ドジャースの大谷翔平投手(31)が直近3登板で悩まされているマメについて、通算213勝、154セーブをマークし、米野球殿堂入しているジョン・スモルツ氏が「投手にとっては悪夢」と語った。
サイ・ヤング賞投手で最多勝と最多セーブに輝いているスモルツ氏は21日(日本時間22日)、大谷の熱狂的なファンとしても知られるスポーツ•アナリスト、ベン・バーランダー氏のポッドキャスト番組「フリッピン・ベースボール」に出演。バーランダー氏に、大谷が直近2試合で計7失点を喫したことが右手中指のマメの影響である可能性を聞かれ、「100%影響している」と断言した。
スモルツ氏はまず「マメは投手にとって最悪のものだ」と即答。「投手には指先の感覚が絶対に必要。少しでも熱を持ったマメがあるとボールの回転に影響し、制球にも支障が出る。マメがどこにできるかによっては、他の多くのことも制限されてしまう」と説明し、「投球とは、人々が思っている以上に繊細なものだ」と強調した。
「足の指のマメでさえ投球フォームを変えてしまう。腰の張りもそうだ。すべてが正常な状態でなければならない。それが先発投手に4~5日の登板間隔が必要な理由でもある」と語った。
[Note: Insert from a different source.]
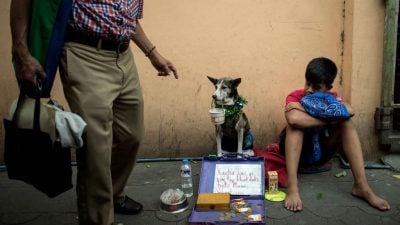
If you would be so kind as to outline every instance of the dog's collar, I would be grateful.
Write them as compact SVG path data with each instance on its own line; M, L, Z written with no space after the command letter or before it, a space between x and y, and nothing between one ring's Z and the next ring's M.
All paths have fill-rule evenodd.
M233 105L220 105L214 102L216 108L225 109L225 116L235 116L242 111L242 108L247 104L247 100L242 96L239 96Z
大谷のマメがある右手中指の内側付近は、スモルツ氏によれば、投手にとって特に重要な部分だという。「マメはたいてい中指の内側にできる。スプリットでもスライダーでも、最後に力が伝わる圧力点なんだ」
同氏は現役時代、その指先を守るために徹底した対策を取っていたことも明かした。「変に聞こえるかもしれないが、私はシーズン中に手を濡らそうともしなかった。皮膚を柔らかくしたくなかったから、風呂に入る時はゴム手袋をしていた」
春季キャンプから時間をかけて作り上げた硬いタコが理想的な状態であり、「それが割れたり、爪が欠けたりすると、投球時の圧力や感覚に大きな影響が出る」と説明。大谷が現在抱える問題の深刻さを、経験者ならではの視点で語った。
大谷の次回登板予定は24日(同25日)の敵地ツインズ戦。医療用皮膚接着剤などで患部を保護しながらプレーを続けているが、パフォーマンス低下は気になるところ。相手打線を圧倒できるのか。注目だ。